We can readily explain why any one of these civilizations might be quiet. Perhaps it destroyed itself. Perhaps it is following the Star Trek ethical guideline to avoid interference with primitive civilizations (such as ours). These explanations make sense for any one civilization, but it is not credible, in my view, that every one of the billions of technology capable civilizations that should exist has destroyed itself or decided to remain quiet.
The SETI project is sometimes described as trying to find a needle (evidence of a technical civilization) in a haystack (all the natural signals in the universe). But actually, any technologically sophisticated civilization would be generating trillions of trillions of needles (noticeably intelligent signals). Even if they have switched away from electromagnetic transmissions as a primary form of communication, there would still be vast artifacts of electromagnetic phenomenon generated by all of the many computational and communication processes that such a civilization would need to engage in.
Now let’s factor in the law of accelerating returns. The common wisdom (based on what I call the intuitive linear perspective) is that it would take many thousands, if not millions of years, for an early technological civilization to become capable of technology that spanned a solar system.
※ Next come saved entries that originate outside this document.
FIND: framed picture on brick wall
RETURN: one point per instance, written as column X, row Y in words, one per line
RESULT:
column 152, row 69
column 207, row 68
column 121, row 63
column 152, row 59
But as I argued previously, because of the explosive nature of exponential growth, it will only take a quarter of a millennium (in our own case) to go from sending messages on horseback to saturating the matter and energy in our solar system with sublimely intelligent processes.
According to most analyses of the Drake equation, there should be billions of civilizations, and a substantial fraction of these should be ahead of us by millions of years. That’s enough time for many of them to be capable of vast galaxy-wide technologies. So how can it be that we haven’t noticed any of the trillions of trillions of “needles” that each of these billions of advanced civilizations should be creating?
My own conclusion is that they don’t exist. If it seems unlikely that we would be in the lead in the universe, here on the third planet of a humble star in an otherwise undistinguished galaxy, it’s no more perplexing than the existence of our universe with its ever so precisely tuned formulas to allow life to evolve in the first place.
It is not possible to do justice to this dilemma in a foreword. It would take a book to do that, and Jim Gardner has written that book. Muriel Rukeyser wrote, “The universe is made of stories, not atoms,” and in this book, Gardner tells us the universe’s own fascinating and unfinished story. Perhaps even more intriguing, Gardner relays in a clear and compelling manner the gripping stories of the rich, intellectual ferment from which our understanding of the universe is emerging.